Маруся зажмурилась. А потом открыла глаза.

Он трудно дышал рядом с ней, и его горячая сухая ладонь как будто отдельно от него провела по её голой руке. Прикосновение было неприятным, болезненным, и Маруся отдёрнула руку.

– Ты что? – шёпотом спросил он.

– Я не знаю, – сказала она с отчаянием.

…Не так, не так всё было написано в тех любовных историях, которых прочитано миллион!.. Сейчас – согласно инструкциям – она должна пылать от вожделения, внутри у неё должно дрожать и холодеть от страсти и предвкушения, и она должна страстно слизывать каплю пота с его шеи! Фу, какая гадость. Да, и ещё шептать ему на ухо: «Займись со мной любовью! Я хочу тебя прямо сейчас!»

Единственное, чего хотелось Марусе, это чтобы он прямо сейчас куда-нибудь делся. Раз – и нет его.

…Нет, пожалуй, целоваться она согласна. Пожалуй, целоваться – это довольно приятно.

– Маруська, – незнакомым голосом сказал рядом незнакомый человек, – ты что, боишься меня?..

– Я не знаю! – повторила она.

Нет, пожалуй, убежать прочь она бы не хотела. Её разбирало любопытство, ей нравилось его трогать – он был приятный на ощупь, – и ей хотелось понять, о чём всё-таки шла речь в любовных историях.

Наверное, если бы он оставался Гришей, старым другом, милым парнем, вечно носившим за ней её сумку, это всё не имело бы вовсе никакого смысла! Но Гриши не стало. Появился этот новый, чужой, и с ним можно было… попробовать.

Маруся решила посмотреть, что будет дальше.

Она снова обняла его за шею, снова пристроилась целоваться, и они целовались долго, так что даже она устала немного и ей захотелось сесть, а лучше лечь и продолжать целоваться лёжа.

Он опять оказался очень близко, но сейчас это уже не было неприятно, а, пожалуй, интересно.
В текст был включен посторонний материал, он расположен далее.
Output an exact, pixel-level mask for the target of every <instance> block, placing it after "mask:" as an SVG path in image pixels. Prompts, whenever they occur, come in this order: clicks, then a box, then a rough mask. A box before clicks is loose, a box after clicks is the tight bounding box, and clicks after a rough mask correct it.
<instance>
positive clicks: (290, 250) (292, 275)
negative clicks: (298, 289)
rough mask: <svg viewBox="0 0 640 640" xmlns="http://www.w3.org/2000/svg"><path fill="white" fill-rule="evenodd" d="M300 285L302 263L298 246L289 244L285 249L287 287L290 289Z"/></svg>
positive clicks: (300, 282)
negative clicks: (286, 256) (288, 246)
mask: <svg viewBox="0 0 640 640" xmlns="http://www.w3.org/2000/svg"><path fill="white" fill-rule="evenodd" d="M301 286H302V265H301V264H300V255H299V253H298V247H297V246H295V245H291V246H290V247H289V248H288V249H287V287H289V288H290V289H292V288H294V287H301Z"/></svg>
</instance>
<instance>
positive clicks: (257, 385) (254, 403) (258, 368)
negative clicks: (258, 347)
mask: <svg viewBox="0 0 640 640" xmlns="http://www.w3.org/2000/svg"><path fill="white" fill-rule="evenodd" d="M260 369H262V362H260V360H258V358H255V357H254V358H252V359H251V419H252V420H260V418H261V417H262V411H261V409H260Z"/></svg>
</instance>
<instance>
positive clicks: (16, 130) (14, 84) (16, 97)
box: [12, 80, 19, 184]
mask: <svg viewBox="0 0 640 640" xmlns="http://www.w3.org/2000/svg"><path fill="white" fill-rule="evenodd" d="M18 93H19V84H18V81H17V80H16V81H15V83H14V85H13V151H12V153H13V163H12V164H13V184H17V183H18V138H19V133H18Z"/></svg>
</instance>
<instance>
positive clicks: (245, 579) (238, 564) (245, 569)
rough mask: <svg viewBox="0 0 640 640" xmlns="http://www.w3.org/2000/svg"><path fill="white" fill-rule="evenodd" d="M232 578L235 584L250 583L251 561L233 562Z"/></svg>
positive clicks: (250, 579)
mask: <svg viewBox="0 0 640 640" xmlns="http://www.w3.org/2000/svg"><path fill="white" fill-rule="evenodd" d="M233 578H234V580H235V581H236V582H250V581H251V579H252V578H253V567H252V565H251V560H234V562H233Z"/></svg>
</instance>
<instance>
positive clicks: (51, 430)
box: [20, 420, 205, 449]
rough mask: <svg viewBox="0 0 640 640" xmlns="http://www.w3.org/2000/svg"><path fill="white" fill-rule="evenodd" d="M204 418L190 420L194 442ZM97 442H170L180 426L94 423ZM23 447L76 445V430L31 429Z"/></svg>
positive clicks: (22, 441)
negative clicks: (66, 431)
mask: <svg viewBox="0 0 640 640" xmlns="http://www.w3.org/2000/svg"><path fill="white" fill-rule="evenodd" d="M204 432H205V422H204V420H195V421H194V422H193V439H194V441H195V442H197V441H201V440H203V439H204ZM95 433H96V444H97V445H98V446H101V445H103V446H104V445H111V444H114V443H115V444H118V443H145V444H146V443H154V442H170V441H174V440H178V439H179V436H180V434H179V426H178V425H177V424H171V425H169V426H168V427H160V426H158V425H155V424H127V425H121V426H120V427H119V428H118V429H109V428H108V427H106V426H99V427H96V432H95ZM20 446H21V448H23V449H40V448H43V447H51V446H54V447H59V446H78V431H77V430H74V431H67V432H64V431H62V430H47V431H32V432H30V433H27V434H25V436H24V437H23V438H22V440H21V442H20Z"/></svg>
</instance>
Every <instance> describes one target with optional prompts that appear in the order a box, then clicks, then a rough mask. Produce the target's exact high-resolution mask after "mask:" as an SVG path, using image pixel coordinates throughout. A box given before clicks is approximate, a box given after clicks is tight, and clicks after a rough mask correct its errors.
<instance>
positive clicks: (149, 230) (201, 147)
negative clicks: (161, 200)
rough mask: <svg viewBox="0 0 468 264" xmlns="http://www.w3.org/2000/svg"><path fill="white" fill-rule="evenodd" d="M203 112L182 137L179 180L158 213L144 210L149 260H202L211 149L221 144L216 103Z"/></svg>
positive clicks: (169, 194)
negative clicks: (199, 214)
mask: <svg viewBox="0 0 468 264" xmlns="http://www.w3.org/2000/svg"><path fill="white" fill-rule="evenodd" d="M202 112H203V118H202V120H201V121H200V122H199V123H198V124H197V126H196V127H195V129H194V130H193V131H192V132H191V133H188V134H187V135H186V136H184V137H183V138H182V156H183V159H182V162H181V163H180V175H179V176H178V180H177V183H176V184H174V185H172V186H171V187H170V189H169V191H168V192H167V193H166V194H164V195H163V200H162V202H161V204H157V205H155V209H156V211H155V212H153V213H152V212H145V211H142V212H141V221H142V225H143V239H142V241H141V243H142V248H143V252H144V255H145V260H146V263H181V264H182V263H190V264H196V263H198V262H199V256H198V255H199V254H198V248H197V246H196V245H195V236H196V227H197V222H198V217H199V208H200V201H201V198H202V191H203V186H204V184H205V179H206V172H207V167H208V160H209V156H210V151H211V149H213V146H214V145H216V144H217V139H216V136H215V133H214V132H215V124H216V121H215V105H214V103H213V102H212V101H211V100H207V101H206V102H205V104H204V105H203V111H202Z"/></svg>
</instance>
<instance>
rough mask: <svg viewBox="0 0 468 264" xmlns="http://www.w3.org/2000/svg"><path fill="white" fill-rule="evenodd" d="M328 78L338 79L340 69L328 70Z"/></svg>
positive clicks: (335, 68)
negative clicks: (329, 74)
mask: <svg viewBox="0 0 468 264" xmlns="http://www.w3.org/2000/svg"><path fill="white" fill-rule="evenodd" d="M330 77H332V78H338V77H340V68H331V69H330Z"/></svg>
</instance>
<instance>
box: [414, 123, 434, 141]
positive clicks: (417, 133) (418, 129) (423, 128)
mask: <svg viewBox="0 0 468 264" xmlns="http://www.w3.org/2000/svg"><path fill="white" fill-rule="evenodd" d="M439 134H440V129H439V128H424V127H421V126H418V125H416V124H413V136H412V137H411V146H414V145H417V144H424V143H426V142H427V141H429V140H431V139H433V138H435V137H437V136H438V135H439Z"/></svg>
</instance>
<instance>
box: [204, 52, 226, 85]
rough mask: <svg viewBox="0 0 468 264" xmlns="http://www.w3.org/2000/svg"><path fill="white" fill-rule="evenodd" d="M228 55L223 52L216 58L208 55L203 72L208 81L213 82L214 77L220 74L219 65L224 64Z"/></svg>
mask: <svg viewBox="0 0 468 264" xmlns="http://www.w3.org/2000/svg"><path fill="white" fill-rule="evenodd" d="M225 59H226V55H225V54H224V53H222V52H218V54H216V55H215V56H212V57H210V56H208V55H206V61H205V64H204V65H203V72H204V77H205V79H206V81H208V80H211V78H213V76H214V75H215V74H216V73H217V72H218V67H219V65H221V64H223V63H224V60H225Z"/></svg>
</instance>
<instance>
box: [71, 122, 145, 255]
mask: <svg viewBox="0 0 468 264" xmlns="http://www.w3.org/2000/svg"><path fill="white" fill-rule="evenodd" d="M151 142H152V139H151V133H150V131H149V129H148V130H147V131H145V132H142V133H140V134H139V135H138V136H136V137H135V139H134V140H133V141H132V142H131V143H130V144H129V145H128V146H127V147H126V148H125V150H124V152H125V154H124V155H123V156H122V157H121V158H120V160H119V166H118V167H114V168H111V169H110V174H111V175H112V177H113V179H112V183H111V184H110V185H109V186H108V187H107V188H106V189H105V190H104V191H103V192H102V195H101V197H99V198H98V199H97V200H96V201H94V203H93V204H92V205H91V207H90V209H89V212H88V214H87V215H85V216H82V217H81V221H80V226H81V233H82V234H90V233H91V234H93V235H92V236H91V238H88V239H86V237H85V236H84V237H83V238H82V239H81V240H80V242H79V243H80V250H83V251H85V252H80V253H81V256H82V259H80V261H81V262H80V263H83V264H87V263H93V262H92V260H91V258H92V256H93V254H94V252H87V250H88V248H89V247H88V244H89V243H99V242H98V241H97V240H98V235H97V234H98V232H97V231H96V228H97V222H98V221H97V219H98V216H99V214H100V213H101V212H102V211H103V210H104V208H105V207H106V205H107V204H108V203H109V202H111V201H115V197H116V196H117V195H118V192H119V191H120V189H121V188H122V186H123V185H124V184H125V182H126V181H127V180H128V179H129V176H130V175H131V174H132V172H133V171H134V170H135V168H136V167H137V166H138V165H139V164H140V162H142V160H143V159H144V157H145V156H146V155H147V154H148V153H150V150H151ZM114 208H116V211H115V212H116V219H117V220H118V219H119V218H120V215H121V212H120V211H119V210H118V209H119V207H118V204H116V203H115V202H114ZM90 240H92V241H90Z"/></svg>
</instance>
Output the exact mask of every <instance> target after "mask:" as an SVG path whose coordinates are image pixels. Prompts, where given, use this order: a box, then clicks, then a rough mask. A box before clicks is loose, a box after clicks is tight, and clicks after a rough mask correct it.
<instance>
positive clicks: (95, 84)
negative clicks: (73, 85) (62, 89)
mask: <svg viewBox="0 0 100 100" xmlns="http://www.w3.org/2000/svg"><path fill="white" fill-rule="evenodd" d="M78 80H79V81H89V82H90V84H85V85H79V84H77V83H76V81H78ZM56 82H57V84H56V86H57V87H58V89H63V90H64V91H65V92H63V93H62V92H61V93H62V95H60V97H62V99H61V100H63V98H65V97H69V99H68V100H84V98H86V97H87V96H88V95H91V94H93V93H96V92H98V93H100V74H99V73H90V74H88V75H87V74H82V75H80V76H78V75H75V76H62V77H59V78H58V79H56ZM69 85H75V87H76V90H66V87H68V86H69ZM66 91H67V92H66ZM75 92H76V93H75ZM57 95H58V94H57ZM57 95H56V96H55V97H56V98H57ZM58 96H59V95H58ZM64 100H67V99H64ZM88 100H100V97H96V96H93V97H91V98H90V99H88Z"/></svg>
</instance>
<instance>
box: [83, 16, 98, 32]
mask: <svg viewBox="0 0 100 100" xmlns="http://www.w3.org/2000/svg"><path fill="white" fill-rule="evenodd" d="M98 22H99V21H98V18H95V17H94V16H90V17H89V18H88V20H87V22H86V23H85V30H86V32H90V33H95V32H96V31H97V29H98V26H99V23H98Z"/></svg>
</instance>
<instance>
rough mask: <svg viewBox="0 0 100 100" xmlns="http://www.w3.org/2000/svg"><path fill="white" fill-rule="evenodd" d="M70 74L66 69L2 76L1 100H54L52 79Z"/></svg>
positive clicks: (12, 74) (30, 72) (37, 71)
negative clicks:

Он был весь длинный, твёрдый, словно состоящий из какого-то другого материала, не из того, из которого сделана Маруся. И эта разность неожиданно оказалась привлекательной.

– Я тебя люблю, – сказал незнакомец, и Маруся на секунду усомнилась – как он может её любить или не любить, он ведь её совсем не знает! Её может любить Гриша, но Гриши здесь нет.

– Я тебя тоже люблю, – на всякий случай сказала Маруся.

Это правильно, так положено говорить. Она читала.

Они ещё немного поцеловались, и он стал её трогать, очень осторожно, очень бережно, но всё же как-то так, что Марусе опять захотелось, чтобы он куда-нибудь делся. Раз – и нет его. И чтобы она опять стала свободной, лёгкой, прохладной, принадлежащей только себе и снова принялась бы размышлять о несправедливости жизни и отсутствии кавалеров!